Repiquete mis dedos sobre la tapa dura de mi libro mientras caminaba por el campus de la universidad. En mis audífonos se reproducía Proud Mary y yo la tarareaba, a la vez que me imaginaba el movimiento de cuerdas del bajo de Stu.
Había sido un buen día. Tuve una excelente participación en mi clase de composición y acústica. Me gané un muffin en un sorteo de la cafetería, y por último, se había cancelado el seminario de hoy por lo que podía irme a mi residencia a dormir unas horas. Eso era fantástico, porque a esta hora mi compañera de habitación —la cual era bastante ermitaña— no estaba y tendría esas cuatro paredes para mí sola.
Quizás la ermitaña era yo.
En fin, sabría que papá me llamaría dentro de poco desde algún lugar, y me gustaba la idea de poder hablar con él sin tener la extraña mirada de mi compañera todo el tiempo. Era muy rara.
Al pisar el suelo de mi residencia, me quite los auriculares y saludé a varias chicas que vivían allí. También le di una sonrisa mínima a la señora que era nuestra recepcionista o mejor dicho, cuidadora. Era muy exigente con las visitas, y con los horarios de llegada. Hubieron ocasiones que tuve dormir en la banca de afuera del edificio, porque llegué a la once y un minuto. Y la llegada era máxima era a las once.
Subí las escaleras de a dos escalones, y llegué al tercer piso, donde estaba mi habitación. En efecto, no había nadie y solté mi bolso y libros, en dónde mejor me pareciera. Coloqué música en una pequeña bocina que tenía, me acosté y dormí unas dos horas aproximadamente. No duré más porque un ruido molesto me despertó. Y no había sido la música que dejé puesta, porque eso nunca me incomodaba sino más bien, unos gritos que traspasaban la puerta. Le bajé el volumen a la música y salí con la gran chismosa que era, para ver qué sucedía.
Se trata de Cornelia, nuestra cuidadora.

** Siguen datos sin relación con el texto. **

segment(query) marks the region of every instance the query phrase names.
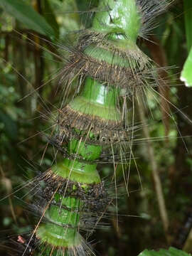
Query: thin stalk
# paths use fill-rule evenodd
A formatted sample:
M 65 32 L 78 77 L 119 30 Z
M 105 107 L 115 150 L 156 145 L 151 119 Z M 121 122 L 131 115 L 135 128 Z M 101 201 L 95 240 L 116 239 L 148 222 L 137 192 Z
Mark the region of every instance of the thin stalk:
M 139 113 L 139 117 L 142 122 L 142 129 L 144 137 L 147 139 L 146 140 L 146 147 L 148 151 L 148 156 L 149 162 L 151 164 L 151 168 L 152 171 L 152 176 L 154 181 L 154 187 L 159 205 L 159 210 L 160 213 L 160 216 L 163 223 L 165 235 L 167 238 L 167 240 L 169 240 L 168 235 L 168 229 L 169 229 L 169 218 L 167 214 L 167 210 L 166 208 L 166 203 L 164 200 L 164 196 L 163 193 L 162 185 L 161 178 L 158 171 L 158 165 L 155 157 L 155 153 L 154 146 L 151 141 L 150 140 L 150 134 L 149 130 L 149 127 L 147 125 L 145 114 L 144 114 L 144 105 L 142 99 L 139 100 L 138 104 L 138 110 Z

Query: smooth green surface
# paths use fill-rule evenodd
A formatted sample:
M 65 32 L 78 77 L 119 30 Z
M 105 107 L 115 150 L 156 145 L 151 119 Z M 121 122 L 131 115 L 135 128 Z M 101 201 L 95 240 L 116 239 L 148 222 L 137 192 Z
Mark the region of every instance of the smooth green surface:
M 102 152 L 101 146 L 87 145 L 77 139 L 73 139 L 69 142 L 68 150 L 70 153 L 77 153 L 84 159 L 90 161 L 98 159 Z
M 23 0 L 1 0 L 0 6 L 28 28 L 49 37 L 55 33 L 46 19 Z
M 192 87 L 192 47 L 184 64 L 180 79 L 184 82 L 186 86 Z
M 188 51 L 192 46 L 192 1 L 183 0 L 186 34 Z
M 141 18 L 135 0 L 102 0 L 98 9 L 100 11 L 93 20 L 93 29 L 107 33 L 112 40 L 136 42 Z
M 51 169 L 55 174 L 64 178 L 90 184 L 100 182 L 96 166 L 96 164 L 85 164 L 65 159 L 63 162 L 53 166 Z
M 106 87 L 92 78 L 86 78 L 85 87 L 80 96 L 69 105 L 81 113 L 99 117 L 104 119 L 120 121 L 119 111 L 117 109 L 117 90 Z
M 170 247 L 169 250 L 161 249 L 158 252 L 145 250 L 143 252 L 141 252 L 139 256 L 191 256 L 191 255 L 180 250 Z
M 74 202 L 73 203 L 74 203 Z M 71 204 L 70 207 L 72 206 L 73 207 L 73 204 Z M 55 223 L 71 225 L 73 227 L 78 226 L 80 220 L 78 213 L 70 210 L 59 208 L 60 206 L 51 206 L 48 214 L 46 214 L 46 217 Z

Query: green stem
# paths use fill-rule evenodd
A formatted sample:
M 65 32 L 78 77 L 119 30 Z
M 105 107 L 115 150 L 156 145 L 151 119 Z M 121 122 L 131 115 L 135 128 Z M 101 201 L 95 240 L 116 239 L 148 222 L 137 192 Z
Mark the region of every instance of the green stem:
M 101 11 L 96 13 L 92 30 L 107 34 L 107 40 L 115 47 L 124 49 L 129 48 L 132 51 L 137 50 L 136 40 L 140 30 L 141 18 L 135 0 L 102 0 L 98 8 Z M 106 8 L 110 10 L 102 11 Z M 114 57 L 110 49 L 95 47 L 95 45 L 89 46 L 84 53 L 98 60 L 119 67 L 135 67 L 135 63 L 132 60 L 129 61 L 118 55 Z M 107 85 L 107 81 L 101 82 L 87 77 L 82 92 L 66 107 L 71 113 L 75 114 L 76 117 L 73 125 L 71 124 L 73 129 L 77 134 L 85 132 L 80 128 L 80 124 L 75 125 L 76 119 L 78 118 L 78 122 L 80 122 L 81 117 L 82 119 L 90 120 L 87 124 L 89 132 L 86 130 L 88 138 L 97 136 L 92 130 L 92 123 L 97 127 L 100 125 L 99 129 L 101 131 L 102 126 L 107 127 L 108 123 L 111 122 L 114 126 L 120 124 L 122 113 L 117 107 L 119 96 L 119 90 L 117 87 Z M 111 146 L 110 143 L 109 145 Z M 74 251 L 74 247 L 80 247 L 82 243 L 79 228 L 83 214 L 80 209 L 85 203 L 78 197 L 63 196 L 60 192 L 59 187 L 62 182 L 67 183 L 67 186 L 73 182 L 72 193 L 80 185 L 85 196 L 89 193 L 90 185 L 100 184 L 101 182 L 97 171 L 97 164 L 94 162 L 99 159 L 103 150 L 100 145 L 87 143 L 86 139 L 72 138 L 67 149 L 69 155 L 73 154 L 77 157 L 73 159 L 65 158 L 62 163 L 51 168 L 53 180 L 58 178 L 58 189 L 54 196 L 54 203 L 51 203 L 45 213 L 49 222 L 41 224 L 36 230 L 36 235 L 40 241 L 48 245 L 41 255 L 49 255 L 50 252 L 53 256 L 68 255 L 68 252 L 65 252 L 65 249 L 72 248 Z M 43 250 L 43 246 L 41 247 Z M 52 250 L 55 247 L 61 250 L 53 252 Z

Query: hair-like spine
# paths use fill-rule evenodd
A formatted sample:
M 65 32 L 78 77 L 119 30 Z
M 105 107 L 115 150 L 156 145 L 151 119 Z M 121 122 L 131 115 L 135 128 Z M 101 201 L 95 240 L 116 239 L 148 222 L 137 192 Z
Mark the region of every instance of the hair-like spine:
M 129 97 L 157 80 L 154 63 L 136 41 L 149 33 L 155 16 L 168 4 L 100 0 L 92 27 L 81 33 L 75 49 L 65 48 L 69 58 L 60 82 L 64 95 L 57 131 L 50 138 L 64 159 L 33 184 L 41 218 L 28 240 L 18 240 L 25 244 L 22 255 L 94 255 L 86 237 L 112 200 L 97 164 L 128 161 L 134 129 L 127 120 Z

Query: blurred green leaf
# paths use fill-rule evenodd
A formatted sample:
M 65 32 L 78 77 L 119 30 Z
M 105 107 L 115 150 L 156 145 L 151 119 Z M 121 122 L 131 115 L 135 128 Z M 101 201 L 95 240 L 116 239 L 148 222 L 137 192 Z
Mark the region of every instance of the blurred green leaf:
M 24 24 L 28 28 L 33 29 L 43 35 L 48 36 L 50 38 L 55 37 L 53 29 L 44 17 L 23 0 L 1 0 L 0 6 Z
M 47 22 L 55 31 L 56 38 L 59 37 L 59 26 L 56 20 L 55 15 L 53 11 L 48 0 L 43 1 L 43 16 Z
M 184 64 L 180 79 L 184 82 L 186 86 L 192 87 L 192 47 Z
M 161 249 L 159 252 L 154 250 L 145 250 L 143 252 L 141 252 L 139 256 L 191 256 L 191 254 L 188 254 L 180 250 L 177 250 L 174 247 L 170 247 L 169 250 Z
M 5 112 L 0 110 L 0 122 L 4 124 L 4 129 L 7 136 L 14 140 L 17 136 L 17 126 L 16 122 Z

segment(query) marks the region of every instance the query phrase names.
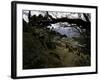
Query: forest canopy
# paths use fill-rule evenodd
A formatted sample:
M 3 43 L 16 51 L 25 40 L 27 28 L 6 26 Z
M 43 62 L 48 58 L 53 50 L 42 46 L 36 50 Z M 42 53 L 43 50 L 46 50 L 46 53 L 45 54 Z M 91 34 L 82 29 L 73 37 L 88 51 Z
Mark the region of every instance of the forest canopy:
M 90 33 L 90 13 L 24 10 L 24 69 L 90 65 Z M 78 57 L 67 63 L 61 54 Z

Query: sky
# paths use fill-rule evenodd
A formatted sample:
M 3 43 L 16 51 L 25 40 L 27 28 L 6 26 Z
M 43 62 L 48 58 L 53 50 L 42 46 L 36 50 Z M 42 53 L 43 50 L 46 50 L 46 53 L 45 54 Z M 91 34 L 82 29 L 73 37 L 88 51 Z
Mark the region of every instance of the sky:
M 28 10 L 23 11 L 23 19 L 28 22 Z M 36 15 L 38 16 L 39 14 L 42 14 L 43 16 L 45 16 L 46 11 L 31 11 L 31 16 Z M 61 17 L 68 17 L 71 19 L 79 19 L 81 18 L 82 20 L 85 20 L 84 16 L 82 13 L 71 13 L 71 12 L 54 12 L 54 11 L 49 11 L 49 14 L 53 17 L 53 18 L 61 18 Z M 79 17 L 79 15 L 81 17 Z M 67 23 L 63 23 L 68 25 Z M 56 24 L 51 24 L 51 26 L 48 26 L 48 28 L 54 28 L 55 31 L 59 32 L 62 35 L 67 35 L 68 37 L 78 37 L 79 33 L 77 32 L 76 29 L 73 29 L 72 27 L 63 27 L 61 25 L 59 25 L 59 23 Z

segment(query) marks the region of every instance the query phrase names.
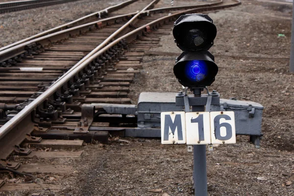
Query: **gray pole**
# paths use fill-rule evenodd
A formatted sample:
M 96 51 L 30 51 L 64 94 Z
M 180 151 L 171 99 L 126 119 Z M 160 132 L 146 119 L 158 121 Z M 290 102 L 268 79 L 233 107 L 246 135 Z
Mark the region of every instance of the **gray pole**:
M 195 97 L 201 96 L 201 89 L 193 90 Z M 204 112 L 204 106 L 192 106 L 192 112 Z M 194 145 L 193 178 L 195 196 L 207 196 L 207 174 L 206 172 L 206 146 Z
M 291 50 L 290 51 L 290 72 L 294 72 L 294 0 L 292 8 L 292 30 L 291 31 Z

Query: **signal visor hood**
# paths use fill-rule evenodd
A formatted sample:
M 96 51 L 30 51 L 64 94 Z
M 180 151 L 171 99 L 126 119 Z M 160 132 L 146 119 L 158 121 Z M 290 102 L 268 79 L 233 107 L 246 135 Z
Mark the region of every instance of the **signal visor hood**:
M 186 14 L 174 23 L 172 34 L 183 51 L 207 50 L 213 45 L 217 27 L 207 15 Z

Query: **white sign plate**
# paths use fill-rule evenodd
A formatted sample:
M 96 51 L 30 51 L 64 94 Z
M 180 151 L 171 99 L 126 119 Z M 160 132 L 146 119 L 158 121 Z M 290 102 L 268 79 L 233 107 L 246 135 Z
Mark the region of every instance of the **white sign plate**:
M 168 112 L 161 114 L 161 144 L 186 144 L 185 112 Z
M 236 128 L 234 112 L 210 112 L 211 143 L 236 143 Z
M 186 134 L 188 145 L 211 144 L 209 112 L 186 113 Z

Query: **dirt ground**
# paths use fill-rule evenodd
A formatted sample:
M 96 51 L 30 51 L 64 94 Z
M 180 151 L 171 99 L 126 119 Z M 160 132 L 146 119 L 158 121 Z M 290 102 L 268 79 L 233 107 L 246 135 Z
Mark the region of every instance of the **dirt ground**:
M 221 98 L 256 101 L 265 106 L 263 138 L 256 148 L 247 136 L 236 144 L 207 152 L 210 196 L 294 195 L 294 81 L 289 72 L 292 7 L 243 0 L 209 13 L 218 28 L 210 50 L 219 71 L 209 88 Z M 281 34 L 285 36 L 278 36 Z M 172 35 L 152 50 L 178 52 Z M 172 44 L 171 44 L 172 43 Z M 175 56 L 145 56 L 129 95 L 181 90 L 172 72 Z M 160 79 L 159 80 L 158 78 Z M 107 146 L 84 147 L 82 157 L 56 164 L 74 172 L 56 180 L 61 191 L 0 193 L 1 196 L 193 196 L 193 154 L 185 145 L 162 145 L 159 139 L 124 138 Z

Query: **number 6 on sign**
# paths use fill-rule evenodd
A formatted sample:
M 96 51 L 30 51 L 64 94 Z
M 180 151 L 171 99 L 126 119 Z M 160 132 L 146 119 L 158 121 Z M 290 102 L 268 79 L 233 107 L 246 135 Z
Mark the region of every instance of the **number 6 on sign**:
M 212 144 L 235 144 L 234 112 L 210 112 Z

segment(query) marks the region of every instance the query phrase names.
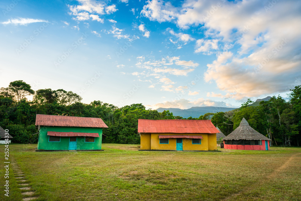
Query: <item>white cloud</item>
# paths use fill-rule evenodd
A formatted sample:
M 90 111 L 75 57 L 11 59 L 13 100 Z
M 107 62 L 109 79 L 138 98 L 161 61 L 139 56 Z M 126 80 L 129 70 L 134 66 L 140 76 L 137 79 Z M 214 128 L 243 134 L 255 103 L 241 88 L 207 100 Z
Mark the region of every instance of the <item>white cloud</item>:
M 130 41 L 132 41 L 139 38 L 139 36 L 134 36 L 131 37 L 129 34 L 124 33 L 123 30 L 117 28 L 115 25 L 112 26 L 112 28 L 107 33 L 108 34 L 113 34 L 113 36 L 117 38 L 117 39 L 123 38 L 127 39 Z
M 70 23 L 68 23 L 66 21 L 61 21 L 63 22 L 63 23 L 64 23 L 64 24 L 67 25 L 67 26 L 69 26 L 69 25 L 70 24 Z
M 218 49 L 219 47 L 217 45 L 218 42 L 219 40 L 217 39 L 199 39 L 197 41 L 196 49 L 194 52 L 196 53 L 202 52 L 206 53 L 207 54 L 211 54 L 212 53 L 211 51 L 213 49 L 217 50 Z
M 78 31 L 79 30 L 79 27 L 78 27 L 78 25 L 77 25 L 76 26 L 73 26 L 71 28 L 73 29 L 77 29 Z
M 96 35 L 98 37 L 101 38 L 101 36 L 100 35 L 100 34 L 96 31 L 92 31 L 91 32 L 92 32 L 92 33 L 93 34 Z
M 106 12 L 107 14 L 111 14 L 118 10 L 116 8 L 116 5 L 115 4 L 107 6 L 106 8 Z
M 205 99 L 202 98 L 191 100 L 182 99 L 179 100 L 174 100 L 171 101 L 164 101 L 163 103 L 145 106 L 147 107 L 151 108 L 153 109 L 157 109 L 159 108 L 179 108 L 182 109 L 189 109 L 192 107 L 212 106 L 216 107 L 216 111 L 219 111 L 219 108 L 221 107 L 235 107 L 231 104 L 226 103 L 222 101 L 215 101 L 210 99 Z
M 192 61 L 185 61 L 177 60 L 175 63 L 178 66 L 185 66 L 186 67 L 197 67 L 199 64 L 197 63 L 194 63 Z
M 195 96 L 199 94 L 199 92 L 197 91 L 194 91 L 193 92 L 191 91 L 189 91 L 188 95 L 189 96 Z
M 93 0 L 78 0 L 79 5 L 69 5 L 71 12 L 70 14 L 75 17 L 73 19 L 78 21 L 92 20 L 104 23 L 104 19 L 98 15 L 109 14 L 117 9 L 115 5 L 107 5 L 103 2 Z
M 167 77 L 162 77 L 159 79 L 159 81 L 163 82 L 165 84 L 174 84 L 175 83 L 171 81 L 170 79 Z
M 175 19 L 178 11 L 170 2 L 163 2 L 157 0 L 147 1 L 143 6 L 141 14 L 150 20 L 159 22 L 170 21 Z
M 15 25 L 22 25 L 26 26 L 28 24 L 36 22 L 49 23 L 48 21 L 44 20 L 19 18 L 17 19 L 13 18 L 9 19 L 7 21 L 0 22 L 0 24 L 14 24 Z
M 201 26 L 205 36 L 195 52 L 219 54 L 207 65 L 205 80 L 224 92 L 220 97 L 241 99 L 288 92 L 301 76 L 301 3 L 275 2 L 187 0 L 175 8 L 154 0 L 141 13 L 182 29 Z
M 132 73 L 132 74 L 133 75 L 139 75 L 140 74 L 138 72 L 136 72 Z
M 131 9 L 131 11 L 133 12 L 133 14 L 135 15 L 135 8 L 133 8 Z
M 150 36 L 150 32 L 148 31 L 145 28 L 145 26 L 143 24 L 141 24 L 139 25 L 139 30 L 141 32 L 144 33 L 143 36 L 147 38 L 148 38 Z
M 166 29 L 166 30 L 168 31 L 172 35 L 178 38 L 177 42 L 180 40 L 183 42 L 187 42 L 189 41 L 191 41 L 195 40 L 194 38 L 189 34 L 181 33 L 175 33 L 172 29 L 170 28 L 167 28 Z
M 180 60 L 179 57 L 167 57 L 160 60 L 149 59 L 146 61 L 144 56 L 137 58 L 136 66 L 138 69 L 143 69 L 142 73 L 135 72 L 135 75 L 143 76 L 144 77 L 153 77 L 153 80 L 157 82 L 157 83 L 163 83 L 160 90 L 167 91 L 175 92 L 183 87 L 176 87 L 174 85 L 175 82 L 166 77 L 166 74 L 178 76 L 186 76 L 188 74 L 194 70 L 199 64 L 193 61 Z M 168 66 L 169 67 L 167 67 Z M 154 88 L 154 84 L 151 85 Z
M 97 15 L 91 14 L 90 17 L 92 18 L 92 20 L 96 20 L 101 23 L 104 23 L 104 19 L 99 18 L 99 16 Z
M 112 22 L 112 23 L 116 23 L 116 22 L 117 22 L 116 21 L 114 20 L 112 20 L 111 19 L 110 20 L 108 20 L 110 22 Z
M 120 65 L 117 65 L 116 66 L 117 68 L 123 68 L 125 66 L 123 64 L 120 64 Z

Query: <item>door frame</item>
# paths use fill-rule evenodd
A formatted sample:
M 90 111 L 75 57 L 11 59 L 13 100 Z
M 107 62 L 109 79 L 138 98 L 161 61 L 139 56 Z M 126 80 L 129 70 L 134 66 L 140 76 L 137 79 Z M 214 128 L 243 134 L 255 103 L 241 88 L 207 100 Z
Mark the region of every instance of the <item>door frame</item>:
M 182 142 L 181 142 L 181 143 L 178 143 L 177 142 L 177 141 L 178 140 L 178 139 L 181 139 L 181 140 L 182 141 Z M 175 149 L 177 150 L 177 151 L 183 151 L 183 138 L 177 138 L 176 139 L 176 141 L 175 141 L 175 144 L 176 144 Z M 182 147 L 182 149 L 181 149 L 181 150 L 178 150 L 178 146 L 177 146 L 177 145 L 178 145 L 178 144 L 181 144 L 181 146 Z
M 76 140 L 75 141 L 75 149 L 70 149 L 70 138 L 71 137 L 75 137 L 76 138 Z M 74 141 L 73 141 L 74 142 Z M 69 145 L 68 146 L 68 150 L 76 150 L 76 148 L 77 148 L 77 136 L 71 136 L 69 137 Z

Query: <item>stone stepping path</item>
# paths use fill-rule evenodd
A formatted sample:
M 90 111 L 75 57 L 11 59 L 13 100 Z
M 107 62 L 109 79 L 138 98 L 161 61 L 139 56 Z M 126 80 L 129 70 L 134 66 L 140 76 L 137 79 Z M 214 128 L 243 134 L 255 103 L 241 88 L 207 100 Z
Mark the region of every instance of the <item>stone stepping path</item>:
M 18 162 L 14 160 L 12 160 L 11 162 L 11 165 L 12 166 L 11 169 L 15 174 L 15 178 L 17 180 L 17 184 L 20 186 L 19 187 L 19 189 L 22 191 L 26 191 L 21 193 L 22 195 L 26 196 L 23 197 L 22 200 L 25 201 L 32 200 L 39 198 L 37 197 L 32 196 L 35 192 L 31 190 L 31 187 L 30 187 L 29 184 L 27 183 L 20 183 L 20 182 L 26 182 L 28 181 L 25 179 L 25 174 L 20 169 Z

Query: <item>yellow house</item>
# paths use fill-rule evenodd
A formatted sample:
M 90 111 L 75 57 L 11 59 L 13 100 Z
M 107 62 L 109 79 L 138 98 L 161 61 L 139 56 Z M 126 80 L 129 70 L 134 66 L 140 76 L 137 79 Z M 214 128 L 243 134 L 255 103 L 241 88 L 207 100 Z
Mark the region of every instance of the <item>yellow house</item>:
M 139 119 L 141 150 L 216 149 L 216 133 L 210 120 Z

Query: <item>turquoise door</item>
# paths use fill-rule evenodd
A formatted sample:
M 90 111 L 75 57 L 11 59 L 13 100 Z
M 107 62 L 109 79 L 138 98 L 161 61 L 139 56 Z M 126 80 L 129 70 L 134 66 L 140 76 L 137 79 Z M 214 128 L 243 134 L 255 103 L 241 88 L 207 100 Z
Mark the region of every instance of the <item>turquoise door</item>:
M 70 137 L 69 141 L 69 150 L 76 150 L 76 137 Z
M 177 138 L 177 150 L 182 151 L 183 150 L 183 143 L 182 138 Z

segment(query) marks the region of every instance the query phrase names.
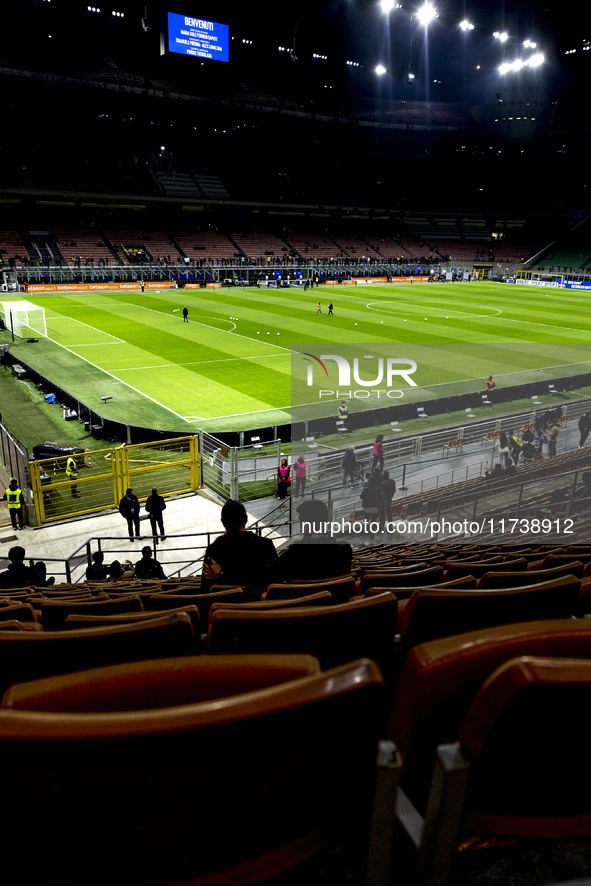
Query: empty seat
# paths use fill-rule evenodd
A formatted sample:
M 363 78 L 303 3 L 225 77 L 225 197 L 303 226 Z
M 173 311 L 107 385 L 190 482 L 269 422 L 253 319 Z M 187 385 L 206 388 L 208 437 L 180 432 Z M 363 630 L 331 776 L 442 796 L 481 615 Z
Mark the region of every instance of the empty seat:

Le daba golpes con un periódico enrollado a un chico rubio que trataba de salir de la habitación al frente de la mía, no tenía su camiseta puesta y sus pantalones no estaban abrochados. El hacía lo posible por terminar de vestirse, pero Cornelia no dejaba de golpearlo.
—¡Ya me voy! ¡Deje de pegarme! —exigió irritado y la chica, solo lo veía con la cara roja de vergüenza.
Cornelia dejó de golpearlo para verlo realmente furiosa.
—¡Hablaré seriamente con el rector sobre esto! Fuera muchachito.
Él chico termino de ponerse la camiseta, y fue cuando vi su rostro y por coincidencia él, el mío.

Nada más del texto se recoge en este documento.